# Coachmen Catalina 303FQB



## gman1772 (Jul 15, 2012)

I'm pretty sure this is the camper I want for the lot in Sargent. Do any of y'all have any experience with Coachmen Catalina's?

http://www.seguinrv.com/2014-Coachmen-Catalina-303FQB-Bunkhouse-Seguin-Texas-78155/4832619

I've looked at about a LOT of campers for about a year. Used, new, fifth wheels and bumper pulls. It's the best layout that I found for my needs and it has a bathroom with plenty of room, which has been a priority for me.


----------



## glampers (May 29, 2013)

Looks like a nice bunkhouse. I don't have any exp with Coachmen sorry.


----------



## pipeliner345 (Mar 15, 2010)

They are all made the same. It's a trailer. I've lived in one for over 20 years now all over the U.S. Low end, mid range , and high end models. Some have more insulating then others. Some have more amenities. But they all have the same basic appliances which is where most of all your problems will come from regardless of price or model. Find the layout you want, take care of it and enjoy. 
And buy new. Don't buy somebody else's problems. 
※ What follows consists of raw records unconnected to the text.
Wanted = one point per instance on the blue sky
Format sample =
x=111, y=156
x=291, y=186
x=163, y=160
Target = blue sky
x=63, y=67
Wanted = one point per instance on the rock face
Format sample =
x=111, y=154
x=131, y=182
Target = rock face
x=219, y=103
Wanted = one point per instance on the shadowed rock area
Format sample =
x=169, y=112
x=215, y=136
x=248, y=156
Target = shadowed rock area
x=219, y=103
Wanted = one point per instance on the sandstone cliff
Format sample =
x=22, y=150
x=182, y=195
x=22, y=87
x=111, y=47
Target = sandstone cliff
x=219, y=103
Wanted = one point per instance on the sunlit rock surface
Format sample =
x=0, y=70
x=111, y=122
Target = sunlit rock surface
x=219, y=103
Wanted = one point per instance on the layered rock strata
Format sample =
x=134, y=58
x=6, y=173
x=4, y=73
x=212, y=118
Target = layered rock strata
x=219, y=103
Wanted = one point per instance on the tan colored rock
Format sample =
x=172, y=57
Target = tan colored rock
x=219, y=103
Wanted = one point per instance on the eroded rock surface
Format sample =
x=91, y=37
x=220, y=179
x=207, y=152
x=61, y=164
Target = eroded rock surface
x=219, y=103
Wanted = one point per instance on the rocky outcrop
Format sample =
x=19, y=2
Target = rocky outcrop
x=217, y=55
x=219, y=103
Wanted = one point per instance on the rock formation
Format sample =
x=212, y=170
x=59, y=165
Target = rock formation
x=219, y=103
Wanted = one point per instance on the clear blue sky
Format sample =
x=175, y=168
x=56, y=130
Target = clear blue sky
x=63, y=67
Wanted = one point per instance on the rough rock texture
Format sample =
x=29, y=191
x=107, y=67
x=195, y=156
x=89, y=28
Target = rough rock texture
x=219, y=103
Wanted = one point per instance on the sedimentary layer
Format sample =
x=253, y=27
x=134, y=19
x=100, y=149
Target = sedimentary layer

Sent from my SCH-I605 using Tapatalk


----------



## gman1772 (Jul 15, 2012)

pipeliner345 said:


> They are all made the same. It's a trailer. I've lived in one for over 20 years now all over the U.S. Low end, mid range , and high end models. Some have more insulating then others. Some have more amenities. But they all have the same basic appliances which is where most of all your problems will come from regardless of price or model. Find the layout you want, take care of it and enjoy.
> And buy new. Don't buy somebody else's problems.
> 
> Sent from my SCH-I605 using Tapatalk


 Appreciate the advice. And it's the exact same thing I've been told by everybody I know that lives in one on a semi-permanent basis. That and put a roof over it if you can.


----------